Eyrbyggja saga. The Vellum Tradition, edited by Forrest S. Scott.
Editiones Arnamagnæanæ, Series A, Vol. 18.
Redactor: Jonna Louis-Jensen.
2003. XIV +  + 156* + 339 pp., 8 b/w plates.
Eyrbyggja saga is one of the more important Íslendingasögur, telling the story of the people of the area comprising Þórsnes, Eyri and Álptafjörður in the northern part of Snæfellsnes. Loosely constructed, the saga deals principally with disputes which in one way or another involve Snorri goði. The saga is thought to have been composed in the mid-13th century.
All existing editions of Eyrbyggja saga — scholarly as well as popular — have been based on 17th-century copies of the lost vellum known as Vatnshyrna (formerly Membr. Reseniana 5 in the University Library of Copenhagen).
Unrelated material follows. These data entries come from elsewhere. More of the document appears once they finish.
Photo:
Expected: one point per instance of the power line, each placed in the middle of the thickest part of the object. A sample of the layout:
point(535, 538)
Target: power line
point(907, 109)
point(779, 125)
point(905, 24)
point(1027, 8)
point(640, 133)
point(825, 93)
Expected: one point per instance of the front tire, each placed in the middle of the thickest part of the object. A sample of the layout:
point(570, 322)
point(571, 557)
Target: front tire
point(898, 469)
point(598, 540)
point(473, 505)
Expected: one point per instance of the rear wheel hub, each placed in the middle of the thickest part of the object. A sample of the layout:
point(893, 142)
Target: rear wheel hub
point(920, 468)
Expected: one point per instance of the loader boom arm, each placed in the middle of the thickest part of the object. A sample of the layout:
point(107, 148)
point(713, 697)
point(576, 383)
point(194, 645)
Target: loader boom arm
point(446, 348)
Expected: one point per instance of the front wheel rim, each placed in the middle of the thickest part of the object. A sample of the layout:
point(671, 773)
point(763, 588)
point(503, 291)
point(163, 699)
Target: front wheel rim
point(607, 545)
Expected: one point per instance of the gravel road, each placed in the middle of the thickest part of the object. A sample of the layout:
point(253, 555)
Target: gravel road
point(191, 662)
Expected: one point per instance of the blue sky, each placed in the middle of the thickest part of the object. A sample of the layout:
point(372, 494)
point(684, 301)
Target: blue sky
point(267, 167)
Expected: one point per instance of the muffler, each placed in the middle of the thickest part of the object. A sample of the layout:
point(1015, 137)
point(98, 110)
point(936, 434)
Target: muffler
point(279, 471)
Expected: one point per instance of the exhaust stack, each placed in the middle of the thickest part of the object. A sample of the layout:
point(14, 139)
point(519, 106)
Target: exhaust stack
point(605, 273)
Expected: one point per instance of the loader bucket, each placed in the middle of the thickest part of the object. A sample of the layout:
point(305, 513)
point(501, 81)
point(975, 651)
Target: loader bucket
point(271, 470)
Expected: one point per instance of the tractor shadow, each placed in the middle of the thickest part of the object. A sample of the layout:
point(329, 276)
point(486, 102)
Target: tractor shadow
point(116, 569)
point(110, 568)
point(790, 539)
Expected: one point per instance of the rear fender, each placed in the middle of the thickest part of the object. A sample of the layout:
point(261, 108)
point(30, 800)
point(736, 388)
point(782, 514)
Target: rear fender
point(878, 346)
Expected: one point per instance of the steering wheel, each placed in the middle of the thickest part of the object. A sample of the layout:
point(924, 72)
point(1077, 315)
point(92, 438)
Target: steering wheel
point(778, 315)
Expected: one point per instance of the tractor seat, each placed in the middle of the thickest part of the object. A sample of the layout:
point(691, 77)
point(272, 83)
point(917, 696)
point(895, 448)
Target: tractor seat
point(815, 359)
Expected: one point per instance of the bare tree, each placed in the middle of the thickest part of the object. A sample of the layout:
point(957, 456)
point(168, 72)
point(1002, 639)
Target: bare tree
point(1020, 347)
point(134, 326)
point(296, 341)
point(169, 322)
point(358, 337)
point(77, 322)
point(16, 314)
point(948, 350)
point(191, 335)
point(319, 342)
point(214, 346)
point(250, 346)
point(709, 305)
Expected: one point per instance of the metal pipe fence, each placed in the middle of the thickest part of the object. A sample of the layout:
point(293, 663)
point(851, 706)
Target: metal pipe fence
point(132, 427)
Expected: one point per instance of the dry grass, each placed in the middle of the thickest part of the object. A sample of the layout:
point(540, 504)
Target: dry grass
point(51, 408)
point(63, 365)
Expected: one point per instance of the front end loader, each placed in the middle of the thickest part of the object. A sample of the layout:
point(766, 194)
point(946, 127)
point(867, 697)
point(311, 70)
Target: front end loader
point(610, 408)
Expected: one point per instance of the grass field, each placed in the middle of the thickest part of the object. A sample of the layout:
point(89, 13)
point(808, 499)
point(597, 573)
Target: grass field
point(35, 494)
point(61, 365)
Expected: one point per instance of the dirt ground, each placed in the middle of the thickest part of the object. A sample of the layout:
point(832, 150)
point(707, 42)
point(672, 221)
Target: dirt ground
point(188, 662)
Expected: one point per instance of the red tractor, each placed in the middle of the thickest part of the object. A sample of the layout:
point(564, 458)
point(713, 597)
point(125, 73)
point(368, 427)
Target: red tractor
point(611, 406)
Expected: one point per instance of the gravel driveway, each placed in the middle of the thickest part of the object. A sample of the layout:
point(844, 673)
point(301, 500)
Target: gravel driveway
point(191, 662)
Scholars have, however, come to realise that the four existing vellum fragments of the saga contain an older redaction (known as the B text) — or possibly two (B and C) — of the saga, and editors have tended not to keep exclusively to their basic Vatnshyrna text, but to adorn it with "old and rare words" from the vellums. Professor Scott's edition is the first to give the vellum texts in their full extent, not merely plucking out the choicest bits.
The four vellum fragments of Eyrbyggja saga are AM 162 fol. E (E, 13th century), the Wolfenbüttel saga manuscript (W, 14th century), Melabók (M, 15th century) and AM 309 4to (G, written 1498). W and G are sister manuscripts as far as Eyrbyggja saga is concerned; they supplement each other and cover almost the whole saga between them, while all that remains of Eyrbyggja saga in E is two leaves, and in M seven (plus a small strip, found in a Reykjavík attic in the mid-20th century). Fortunately, readings from M when it was in a more complete state were copied into a paper manuscript belonging to the Vatnshyrna class of manuscripts in the 17th century.
The edition contains diplomatic transcriptions of the saga in the four vellum fragments, while the M readings are given in an apparatus to a ‘Vatnshyrna-type' text, which is printed alongside the M text.
Earlier editors of Eyrbyggja saga regarded Vatnshyrna as belonging to a special ‘A class', while the vellum fragments E, W, and G were termed the ‘B class'. M was regarded as a third branch of the tradition, and by some scholars as the manuscript nearest to the original. Professor Scott argues that the textual transmission of Eyrbyggja saga has two branches, not three. On the one hand, E, W and G can be shown to derive from the archetype through a common lost intermediary (*B), and on the other, M and Vatnshyrna share another lost exemplar (*C). In many cases, the B class has preserved an older wording, while the C class seems to have been subject to successive revision and modernization.
About the editor
Forrest Scott (1920-2006) was born in Hartlepool, England. He attended Jesus College, Cambridge, completing the degree of MA, and was awarded a Dame Bertha Phillpotts Memorial Scholarship in Icelandic. In 2005 he received a PhD. from Cambridge University for his work.
He wrote a biography of Earl Waltheof (published in Archæologia Æliana) for an MLitt degree. After teaching at Sheffield University he was appointed in 1964 Professor of English Literature at the University of Auckland, New Zealand.He published, with others, English Grammar in 1968. He also translated poems by Victor Hugo into English.
He had a long-standing interest in Eyrbyggja saga, and published articles on it in the journal Parergon and in Opuscula.